Were media outlets too overwhelmed by the chaos in New Orleans to look beyond that city? Was there so much to cover there that stations and newspapers didn’t have the resources—the newsroom budget or reporting staff—to send crews to Mississippi or Alabama? Was it because the burial of a major metropolitan city is a more dramatic and “sexy” story than those that could be told in washed-away, small rural towns?
It became hard for me to understand how news organizations could ignore the tsunami-like destruction in these areas. With their houses demolished, people wondered whether to leave or rebuild, to stay or to go—the same questions many in New Orleans were asking except, in this case, few people heard them. At the same time, lasting images from the other coastal states were not of people—their loss and resolve—but of wrecked casino barges. Yet little reporting was done at ground level, where interviews with shell-shocked residents and footage of the barren coastline would have given viewers a more complete picture. While reporters rightly criticized the poor response by state and federal officials to the situation in New Orleans, they also irresponsibly transmitted stories from there about murder and mayhem, rumors that later would prove untrue. In doing so we, as journalists, showed our hypocrisy in criticizing others for their efforts while not being as willing to look closely at the sloppiness of our own practice.

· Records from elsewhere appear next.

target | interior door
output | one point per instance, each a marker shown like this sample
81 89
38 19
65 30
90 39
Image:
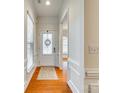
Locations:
47 48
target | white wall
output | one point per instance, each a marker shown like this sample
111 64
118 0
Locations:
91 33
76 43
29 7
44 24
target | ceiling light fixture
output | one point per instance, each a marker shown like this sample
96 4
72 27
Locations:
48 3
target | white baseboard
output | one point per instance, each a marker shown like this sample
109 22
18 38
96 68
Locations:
72 87
28 81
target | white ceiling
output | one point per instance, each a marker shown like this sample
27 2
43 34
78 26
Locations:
52 10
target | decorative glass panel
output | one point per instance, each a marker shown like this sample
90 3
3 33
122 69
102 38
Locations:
47 43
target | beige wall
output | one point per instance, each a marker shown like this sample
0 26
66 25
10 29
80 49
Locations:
91 27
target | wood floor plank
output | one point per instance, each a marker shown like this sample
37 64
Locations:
48 86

As I moved through small towns along the Gulf Coast, again and again people thanked me for taking their picture, even though I photographed them often at their worst—as they sobbed or swept empty concrete slabs or waded through mud-soaked buildings. “Thank you for coming,” they’d say to me. “We need the attention.” Hearing their words made me feel badly, too, since I didn’t know if the photographs I was taking of them would be picked up on Knight Ridder’s wire service or even go out to local subscribers of The Sun Herald in Biloxi. In some ways, to them, it didn’t seem to matter. “We just want people to know what happened here,” one person said, as he reached out to shake my hand.

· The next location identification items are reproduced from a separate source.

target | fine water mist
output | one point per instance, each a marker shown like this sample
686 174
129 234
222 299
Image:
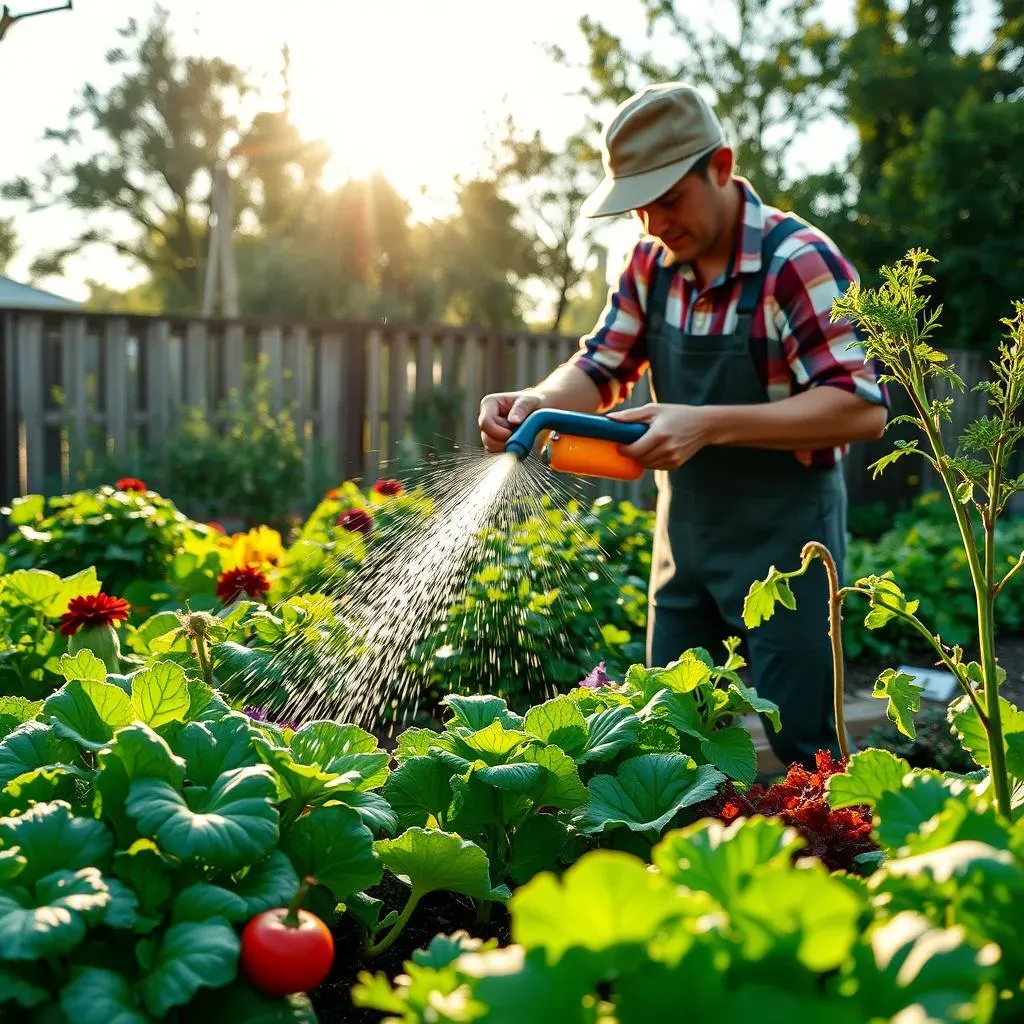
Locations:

This aerial view of the Mississippi coastline shows how devastating the storm surge was from Hurricane Katrina. Some survivors described a tidal wave coming over their houses. Photos by Nuri Vallbona/The Miami Herald.
The rooftops of flooded homes in New Orleans.

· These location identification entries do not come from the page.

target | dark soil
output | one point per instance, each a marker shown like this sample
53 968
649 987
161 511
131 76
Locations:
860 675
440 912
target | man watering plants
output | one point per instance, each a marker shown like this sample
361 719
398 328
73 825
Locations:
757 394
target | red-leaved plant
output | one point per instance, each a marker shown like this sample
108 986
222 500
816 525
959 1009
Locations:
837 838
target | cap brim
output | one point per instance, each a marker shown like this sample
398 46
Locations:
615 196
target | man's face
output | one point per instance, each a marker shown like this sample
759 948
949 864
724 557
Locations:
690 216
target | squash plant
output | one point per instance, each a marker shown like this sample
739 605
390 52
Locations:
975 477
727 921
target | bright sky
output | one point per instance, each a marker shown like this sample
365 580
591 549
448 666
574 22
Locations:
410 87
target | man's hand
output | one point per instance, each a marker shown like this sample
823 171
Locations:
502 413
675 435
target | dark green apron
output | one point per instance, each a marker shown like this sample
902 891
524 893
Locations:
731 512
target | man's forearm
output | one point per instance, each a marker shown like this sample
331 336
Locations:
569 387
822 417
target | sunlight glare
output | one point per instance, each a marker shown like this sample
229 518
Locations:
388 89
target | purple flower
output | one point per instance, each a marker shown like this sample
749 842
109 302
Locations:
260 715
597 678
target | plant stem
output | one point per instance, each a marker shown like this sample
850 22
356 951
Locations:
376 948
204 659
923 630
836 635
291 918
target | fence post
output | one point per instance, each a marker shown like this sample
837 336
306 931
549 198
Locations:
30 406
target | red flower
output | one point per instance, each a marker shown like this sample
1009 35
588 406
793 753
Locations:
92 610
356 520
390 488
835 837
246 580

Roads outside of New Orleans sit under water after Hurricane Katrina flooded the area.
Angela Reed of New Orleans tried to calm her four-month-old daughter, Laila, while the family stayed in the Pensacola Civic Center after being displaced by Hurricane Katrina.
A neighborhood near Gulfport, Mississippi lies in ruins.
Local high school students helped to clean up Haney’s Pawn Shop before rushing off to football practice in D’Iberville, Mississippi. Pam Haney, the owner of the shop, said, “We will reopen.”
Nuri Vallbona, a 2001 Nieman Fellow, is a photojournalist with The Miami Herald.
I was sent to Mississippi to cover Hurricane Katrina’s aftermath after The Miami Herald’s sister paper, The Sun Herald in Biloxi, found itself shorthanded. Many of the paper’s employees had just lost their homes, some were missing, and the area was in chaos. On my way there, editors diverted me to Pensacola, Florida, when they learned there might be room on a U.S. Customs and Border Protection chopper flight to New Orleans. Customs pilots were ferrying Federal Emergency Management Agency (FEMA) officials, engineers, supplies and others to assess damage in the area. We could get on a flight if there was an empty seat, so I ended up waiting two days before finally taking off on a Saturday morning.